Am Fuße des Hochkönigmassivs wird mit Dingen experimentiert, die einen staunen lassen: Die Glastüftler aus dem Pongau schaffen es bereits, einen Spiegel so zu steuern, dass er abwechselnd praktisch durchsichtig wird oder eben spiegelt. Das bedeutet, dass in der Küche zum Beispiel Kochrezepte oder im Badezimmer wie auf einem TVSchirm Verkehrsinfos, Wetter oder Nachrichten eingeblendet werden können, während man sich in der Früh die Zähne putzt.
Noch fantastischer wirkt es, wenn Hubert Schwarz, Geschäftsführer von Pilkington Austria, und Vertriebschef Thomas Haidacher ein Video zeigen, in dem Models in einem Geschäft Kleidung vorführen. Die Frauen und Männer spazieren aber nicht auf einem Laufsteg und sie sind auch nicht auf einem Bildschirm zu sehen. Nein, sie scheinen direkt auf der Fensterscheibe zu tänzeln. Wie die scheinbar unsichtbare Projektion von hinten auf eine Glasfront gelingt, sagen die Pilkington-Manager nicht. Aber sie können schon künftig mögliche Einsatzgebiete für diese Technik nennen: Man stelle sich einen Schaufensterbummel vor, während die Geschäfte geschlossen sind. Neben echter Ware gibt es auch bewegte Bilder von der neuesten Mode zu sehen, und per Smartphone könnte ein Betrachter sofort online bestellen.

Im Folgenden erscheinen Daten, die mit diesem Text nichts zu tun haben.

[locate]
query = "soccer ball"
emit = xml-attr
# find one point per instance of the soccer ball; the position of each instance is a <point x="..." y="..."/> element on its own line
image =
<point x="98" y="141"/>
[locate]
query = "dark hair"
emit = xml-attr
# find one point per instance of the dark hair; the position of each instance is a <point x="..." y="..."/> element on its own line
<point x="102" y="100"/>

Da zeichnet sich eine weitere Verknüpfung von stationärem Handel im Geschäft und jenem über das Internet ab.
Die Videoprojektion ist noch in Entwicklung, den steuerbaren Spiegel gibt es bereits. Für Hotellobbys oder andere Empfangsbereiche zum Beispiel bieten sich da vielfältige Anwendungsmöglichkeiten.

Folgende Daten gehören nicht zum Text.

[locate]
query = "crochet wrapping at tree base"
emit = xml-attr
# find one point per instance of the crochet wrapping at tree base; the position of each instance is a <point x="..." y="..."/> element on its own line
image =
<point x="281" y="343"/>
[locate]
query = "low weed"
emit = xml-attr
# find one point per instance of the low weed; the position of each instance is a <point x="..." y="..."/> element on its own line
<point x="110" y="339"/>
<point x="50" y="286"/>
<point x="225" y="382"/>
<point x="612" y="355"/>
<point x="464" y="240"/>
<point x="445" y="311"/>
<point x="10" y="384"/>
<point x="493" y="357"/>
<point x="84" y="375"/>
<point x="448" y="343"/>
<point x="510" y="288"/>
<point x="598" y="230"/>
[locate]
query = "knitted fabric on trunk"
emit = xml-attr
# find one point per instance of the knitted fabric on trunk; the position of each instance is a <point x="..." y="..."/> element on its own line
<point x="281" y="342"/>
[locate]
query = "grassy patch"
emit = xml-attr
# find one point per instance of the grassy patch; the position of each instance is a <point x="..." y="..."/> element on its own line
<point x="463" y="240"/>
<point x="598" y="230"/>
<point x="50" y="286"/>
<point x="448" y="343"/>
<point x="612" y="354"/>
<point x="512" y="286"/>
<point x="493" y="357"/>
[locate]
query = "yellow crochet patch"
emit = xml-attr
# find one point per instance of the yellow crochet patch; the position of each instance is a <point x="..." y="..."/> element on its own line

Der Standort Mitterberghütten hat eine wechselvolle Geschichte, die Eigentümer und Firmennamen änderten sich mehrmals. Einst zur deutschen Flachglas gehörig, zählt der Standort seit rund 20 Jahren zum ursprünglich britischen Konzern Pilkington, seit 2004 hat die Österreich-Tochter des Unternehmens den Sitz in Bischofshofen.
Pilkington gehört seit 2006 zur japanischen NSG Group (Nippon Sheet Glass), einem der weltweit führenden Hersteller von Glas für Gebäude und Autos, aber auch Solartechnik, Displays oder Glasfaserprodukte.
Der Konzern setzte im Geschäftsjahr 2016/17 rund 581 Mrd. Yen (rund 4,8 Mrd. Euro) um. Die NSG Group beschäftigt weltweit etwa 27.000 Mitarbeiter und hat Produktionsstätten in 28 Ländern. In Europa und Nordamerika wird der britische Name des Unternehmens verwendet, auf beiden Kontinenten kommt etwa jede fünfte Glasscheibe eines Autos von Pilkington. Namensgeber Sir Anthony Pilkington erfand mit seinen Kollegen in den 1950er-Jahren ein revolutionäres Produktionsverfahren. Vereinfacht gesagt, schwimmt dabei die rund 1100 Grad heiße Glasschmelze auf einem Zinnbad, wodurch besonders glatte Oberflächen erzielt werden. In Mitterberghütten werden große Glasplatten veredelt. Die Platten sind sechs mal 3,21 Meter groß und zwischen drei und 15 Millimeter dick. „Fenster sind seit Jahren kein großes Thema mehr, jetzt geht es um hochwertige Anwendungen“, sagt der langjährige Geschäftsführer Schwarz. Bei Brandschutzglas etwa gebe es bis zu fünf Schichten. Bei Feuer schäumt eine Gelschicht auf, sodass auch 1000 Grad Hitze längere Zeit abgehalten werden.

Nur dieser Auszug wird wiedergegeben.